1 The chart above is based on a rough cost of $8,000 per terabyte of tape backup system costs (including media and off-site storage) and rough cost of $20,000 per terabyte of deduplicated disk backup system costs for the period of one year. Prices will vary depending upon your configuration and these estimates do not include space, power, cooling or human costs.
As I stated above there are only a few factors that are involved in this very raw calculation. There are a number of other factors involved with a backup process including WAN costs (if replacing tape with disk), remote office facilities, installation (professional services), and software and hardware maintenance to name a few. But no matter how you look at it, disk based backup with variable block deduplication wins over tape.
Backing data up to deduplicated disk not only saves the amount of backup capacity that is used, it also has other implications for a data protection environment.
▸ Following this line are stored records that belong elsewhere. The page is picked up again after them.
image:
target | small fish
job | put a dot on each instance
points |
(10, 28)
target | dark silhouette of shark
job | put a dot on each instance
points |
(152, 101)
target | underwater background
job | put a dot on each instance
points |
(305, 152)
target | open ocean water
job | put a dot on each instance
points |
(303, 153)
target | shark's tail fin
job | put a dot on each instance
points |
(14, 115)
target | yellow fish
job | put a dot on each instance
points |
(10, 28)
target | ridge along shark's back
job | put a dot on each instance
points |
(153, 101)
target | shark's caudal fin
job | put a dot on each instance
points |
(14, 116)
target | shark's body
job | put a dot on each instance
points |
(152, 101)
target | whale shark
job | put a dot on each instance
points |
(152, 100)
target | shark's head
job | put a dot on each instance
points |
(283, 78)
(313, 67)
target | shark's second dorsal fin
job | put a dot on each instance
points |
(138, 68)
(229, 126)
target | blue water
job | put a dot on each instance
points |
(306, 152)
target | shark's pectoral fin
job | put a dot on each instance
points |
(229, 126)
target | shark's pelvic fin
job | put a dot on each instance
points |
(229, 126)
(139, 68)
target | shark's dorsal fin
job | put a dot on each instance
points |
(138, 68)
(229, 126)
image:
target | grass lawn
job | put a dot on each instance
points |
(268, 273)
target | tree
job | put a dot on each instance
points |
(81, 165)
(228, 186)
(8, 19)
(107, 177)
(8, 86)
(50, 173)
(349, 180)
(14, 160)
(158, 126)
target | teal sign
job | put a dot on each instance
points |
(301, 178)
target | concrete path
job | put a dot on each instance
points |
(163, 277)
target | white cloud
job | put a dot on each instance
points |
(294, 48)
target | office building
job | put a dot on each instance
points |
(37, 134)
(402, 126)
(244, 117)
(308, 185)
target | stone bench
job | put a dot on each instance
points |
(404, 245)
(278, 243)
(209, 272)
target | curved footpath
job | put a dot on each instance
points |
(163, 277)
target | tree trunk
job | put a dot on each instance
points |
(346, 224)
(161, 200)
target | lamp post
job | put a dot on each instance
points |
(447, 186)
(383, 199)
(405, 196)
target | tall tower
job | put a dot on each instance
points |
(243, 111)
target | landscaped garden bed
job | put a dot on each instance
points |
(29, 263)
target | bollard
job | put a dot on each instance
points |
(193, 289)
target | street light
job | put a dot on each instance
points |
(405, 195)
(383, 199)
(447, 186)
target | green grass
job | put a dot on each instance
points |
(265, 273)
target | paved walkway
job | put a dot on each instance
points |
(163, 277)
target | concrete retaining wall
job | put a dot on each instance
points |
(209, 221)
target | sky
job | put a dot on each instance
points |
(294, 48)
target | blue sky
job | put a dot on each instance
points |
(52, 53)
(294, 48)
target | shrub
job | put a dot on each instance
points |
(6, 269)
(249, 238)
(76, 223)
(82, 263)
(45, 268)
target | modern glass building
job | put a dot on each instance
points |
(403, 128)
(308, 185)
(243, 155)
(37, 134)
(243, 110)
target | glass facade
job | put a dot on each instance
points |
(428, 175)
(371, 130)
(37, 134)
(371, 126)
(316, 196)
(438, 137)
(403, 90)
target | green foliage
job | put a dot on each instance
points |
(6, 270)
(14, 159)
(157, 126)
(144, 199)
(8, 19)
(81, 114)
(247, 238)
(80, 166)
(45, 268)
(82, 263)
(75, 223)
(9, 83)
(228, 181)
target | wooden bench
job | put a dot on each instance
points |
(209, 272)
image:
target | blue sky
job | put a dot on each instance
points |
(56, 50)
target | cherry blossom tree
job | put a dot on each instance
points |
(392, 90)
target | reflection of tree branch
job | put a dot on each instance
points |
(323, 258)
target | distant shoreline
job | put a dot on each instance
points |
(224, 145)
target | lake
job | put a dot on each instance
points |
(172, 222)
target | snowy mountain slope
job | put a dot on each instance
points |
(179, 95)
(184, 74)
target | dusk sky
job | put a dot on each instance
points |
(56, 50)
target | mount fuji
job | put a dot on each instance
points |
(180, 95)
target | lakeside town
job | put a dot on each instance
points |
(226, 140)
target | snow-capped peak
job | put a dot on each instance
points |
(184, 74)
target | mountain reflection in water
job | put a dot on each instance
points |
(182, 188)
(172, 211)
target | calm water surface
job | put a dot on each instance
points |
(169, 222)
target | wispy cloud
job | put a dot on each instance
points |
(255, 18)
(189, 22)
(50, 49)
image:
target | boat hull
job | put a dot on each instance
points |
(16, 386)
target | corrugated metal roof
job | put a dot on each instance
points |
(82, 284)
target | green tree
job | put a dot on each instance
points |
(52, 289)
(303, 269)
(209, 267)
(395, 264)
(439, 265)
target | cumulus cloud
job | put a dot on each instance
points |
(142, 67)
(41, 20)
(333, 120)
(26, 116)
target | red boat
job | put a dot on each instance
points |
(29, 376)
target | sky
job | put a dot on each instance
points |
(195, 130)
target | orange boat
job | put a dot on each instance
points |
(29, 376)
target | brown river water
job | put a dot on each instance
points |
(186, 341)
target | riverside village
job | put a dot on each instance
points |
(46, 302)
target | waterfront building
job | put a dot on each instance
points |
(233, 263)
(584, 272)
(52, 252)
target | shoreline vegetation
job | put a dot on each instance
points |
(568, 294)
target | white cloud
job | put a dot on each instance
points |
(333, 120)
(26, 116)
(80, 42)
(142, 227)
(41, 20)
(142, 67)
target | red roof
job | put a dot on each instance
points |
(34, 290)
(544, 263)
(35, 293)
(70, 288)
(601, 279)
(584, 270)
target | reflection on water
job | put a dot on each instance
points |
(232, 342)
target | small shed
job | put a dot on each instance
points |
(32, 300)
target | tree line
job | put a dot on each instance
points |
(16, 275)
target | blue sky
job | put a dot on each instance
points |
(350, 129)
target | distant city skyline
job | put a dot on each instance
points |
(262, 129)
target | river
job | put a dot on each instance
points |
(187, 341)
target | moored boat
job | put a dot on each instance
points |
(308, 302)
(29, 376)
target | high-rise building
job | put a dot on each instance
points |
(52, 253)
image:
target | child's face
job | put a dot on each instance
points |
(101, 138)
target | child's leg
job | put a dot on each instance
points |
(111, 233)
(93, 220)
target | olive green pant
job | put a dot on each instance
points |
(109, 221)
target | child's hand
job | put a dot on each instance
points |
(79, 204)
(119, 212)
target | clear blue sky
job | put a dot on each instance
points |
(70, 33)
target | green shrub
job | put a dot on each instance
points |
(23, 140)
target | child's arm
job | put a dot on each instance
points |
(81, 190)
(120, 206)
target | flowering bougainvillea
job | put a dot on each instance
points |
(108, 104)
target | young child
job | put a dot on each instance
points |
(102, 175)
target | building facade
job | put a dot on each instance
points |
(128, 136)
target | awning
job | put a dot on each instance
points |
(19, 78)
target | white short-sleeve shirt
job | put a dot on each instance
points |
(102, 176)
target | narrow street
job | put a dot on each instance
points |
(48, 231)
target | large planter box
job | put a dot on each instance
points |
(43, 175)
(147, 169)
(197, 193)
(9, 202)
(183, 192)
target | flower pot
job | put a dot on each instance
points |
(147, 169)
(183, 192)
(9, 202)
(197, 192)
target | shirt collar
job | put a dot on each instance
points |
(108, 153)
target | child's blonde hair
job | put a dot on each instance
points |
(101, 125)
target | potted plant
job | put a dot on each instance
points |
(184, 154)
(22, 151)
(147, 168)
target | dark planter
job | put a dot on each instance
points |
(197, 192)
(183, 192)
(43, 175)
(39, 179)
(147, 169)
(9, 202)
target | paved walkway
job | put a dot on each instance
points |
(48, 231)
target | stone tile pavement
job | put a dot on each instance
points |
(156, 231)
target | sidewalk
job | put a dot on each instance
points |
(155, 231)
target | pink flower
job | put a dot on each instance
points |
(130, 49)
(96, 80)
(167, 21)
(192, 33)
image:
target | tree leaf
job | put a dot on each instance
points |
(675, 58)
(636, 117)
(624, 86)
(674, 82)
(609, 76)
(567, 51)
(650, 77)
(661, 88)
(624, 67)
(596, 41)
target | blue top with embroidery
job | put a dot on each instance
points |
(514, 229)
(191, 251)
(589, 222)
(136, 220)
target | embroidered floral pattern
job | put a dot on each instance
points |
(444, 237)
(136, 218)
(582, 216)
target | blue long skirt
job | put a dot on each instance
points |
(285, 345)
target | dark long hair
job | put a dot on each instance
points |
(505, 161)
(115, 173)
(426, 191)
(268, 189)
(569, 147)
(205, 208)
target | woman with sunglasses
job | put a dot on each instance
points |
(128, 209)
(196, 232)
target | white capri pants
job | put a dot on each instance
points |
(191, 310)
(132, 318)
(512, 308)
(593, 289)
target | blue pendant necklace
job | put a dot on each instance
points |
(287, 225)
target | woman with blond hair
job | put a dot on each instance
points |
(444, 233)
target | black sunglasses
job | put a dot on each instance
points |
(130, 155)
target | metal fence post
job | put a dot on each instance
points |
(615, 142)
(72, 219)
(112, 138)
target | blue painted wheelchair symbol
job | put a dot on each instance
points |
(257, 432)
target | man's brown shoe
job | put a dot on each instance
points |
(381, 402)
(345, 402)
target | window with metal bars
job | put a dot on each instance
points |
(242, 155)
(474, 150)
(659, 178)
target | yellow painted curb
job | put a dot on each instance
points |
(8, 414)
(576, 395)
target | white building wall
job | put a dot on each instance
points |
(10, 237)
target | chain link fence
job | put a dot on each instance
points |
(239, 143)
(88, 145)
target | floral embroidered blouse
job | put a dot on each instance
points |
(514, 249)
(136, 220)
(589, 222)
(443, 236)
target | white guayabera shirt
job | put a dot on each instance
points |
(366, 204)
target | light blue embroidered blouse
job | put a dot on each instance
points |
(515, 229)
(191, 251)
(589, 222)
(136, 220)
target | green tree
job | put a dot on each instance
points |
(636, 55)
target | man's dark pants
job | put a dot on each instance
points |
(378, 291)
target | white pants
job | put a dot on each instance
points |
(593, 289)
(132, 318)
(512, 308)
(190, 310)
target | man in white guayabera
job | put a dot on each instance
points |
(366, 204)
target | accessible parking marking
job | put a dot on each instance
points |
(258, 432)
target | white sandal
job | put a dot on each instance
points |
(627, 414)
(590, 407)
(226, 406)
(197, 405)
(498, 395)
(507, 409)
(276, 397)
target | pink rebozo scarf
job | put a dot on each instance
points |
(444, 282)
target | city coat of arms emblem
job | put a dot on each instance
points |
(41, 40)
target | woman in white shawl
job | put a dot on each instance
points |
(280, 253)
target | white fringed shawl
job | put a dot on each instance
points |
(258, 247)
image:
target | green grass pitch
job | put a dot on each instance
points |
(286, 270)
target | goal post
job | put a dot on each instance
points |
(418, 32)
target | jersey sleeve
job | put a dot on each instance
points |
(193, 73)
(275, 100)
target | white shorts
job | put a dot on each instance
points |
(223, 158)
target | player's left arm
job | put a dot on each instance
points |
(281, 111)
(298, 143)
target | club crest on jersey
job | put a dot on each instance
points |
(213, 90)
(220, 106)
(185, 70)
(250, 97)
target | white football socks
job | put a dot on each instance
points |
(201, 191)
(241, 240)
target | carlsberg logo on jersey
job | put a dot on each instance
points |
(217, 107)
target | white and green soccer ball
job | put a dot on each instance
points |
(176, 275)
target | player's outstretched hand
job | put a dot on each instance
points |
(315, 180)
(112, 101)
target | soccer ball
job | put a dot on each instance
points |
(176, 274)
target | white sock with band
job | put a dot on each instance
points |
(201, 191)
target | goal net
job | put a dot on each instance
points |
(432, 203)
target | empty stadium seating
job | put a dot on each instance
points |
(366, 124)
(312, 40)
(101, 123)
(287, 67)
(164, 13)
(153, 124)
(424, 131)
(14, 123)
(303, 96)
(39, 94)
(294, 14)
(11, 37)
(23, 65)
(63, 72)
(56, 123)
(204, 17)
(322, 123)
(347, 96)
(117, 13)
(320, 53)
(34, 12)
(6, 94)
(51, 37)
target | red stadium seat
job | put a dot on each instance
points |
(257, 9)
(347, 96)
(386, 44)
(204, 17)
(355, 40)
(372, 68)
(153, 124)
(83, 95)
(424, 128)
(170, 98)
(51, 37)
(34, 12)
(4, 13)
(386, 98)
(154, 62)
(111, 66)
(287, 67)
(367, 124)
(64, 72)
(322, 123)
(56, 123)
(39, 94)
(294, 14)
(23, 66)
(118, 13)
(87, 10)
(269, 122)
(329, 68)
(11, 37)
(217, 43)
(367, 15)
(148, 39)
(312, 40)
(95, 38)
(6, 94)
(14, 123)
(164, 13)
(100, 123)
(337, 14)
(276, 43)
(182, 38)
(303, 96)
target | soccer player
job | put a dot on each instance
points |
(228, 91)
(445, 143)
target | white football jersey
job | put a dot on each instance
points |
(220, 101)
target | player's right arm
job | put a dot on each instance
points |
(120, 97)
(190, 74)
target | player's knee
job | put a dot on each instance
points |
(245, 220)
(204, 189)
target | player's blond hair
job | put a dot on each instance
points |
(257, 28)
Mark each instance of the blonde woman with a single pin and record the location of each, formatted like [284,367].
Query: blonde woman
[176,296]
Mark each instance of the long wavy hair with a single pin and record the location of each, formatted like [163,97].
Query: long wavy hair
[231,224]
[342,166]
First, backing up to disk versus backing up to tape helps to reduce the reliance on tape and the inherent limitations, security concerns and reliability issues surrounding tape. Recovery of data from disk reduces the operational costs and decreases the recovery time objective. Additionally the reliability of disk with RAID is much higher than the reliability of tape.
New data protection technologies are evolving backup to a degree where the entire data protection process is getting easier manage by removing multiple points of management (backup servers, media servers, tape libraries and physical tape). As backup continues to evolve, this can help simplify the overall process and;
- Increase reliability of backups
- Reliability of recoveries
- Decrease backup times
- Decrease the time to recover data
The Bottom Line
New challenges in protecting information are arising every day, whether it is data growth, remote office data protection or virtualization, backup is getting harder not easier. Data deduplication is providing backup administrators with tremendous benefits around backup processes and cost savings. It is important to keep in mind that everybody’s environment is different and utilizes different methods and processes for managing and protecting information. It is also important to take a look at your data protection environment today and understand the use cases where it is time to make new investments. I encourage you to look at new technologies to help you with emerging challenges and weigh the overall solution including costs as well as benefits of disk based recovery. New backup technologies that leverage data deduplication can save IT a lot of money and put you on back on the Road to Recovery.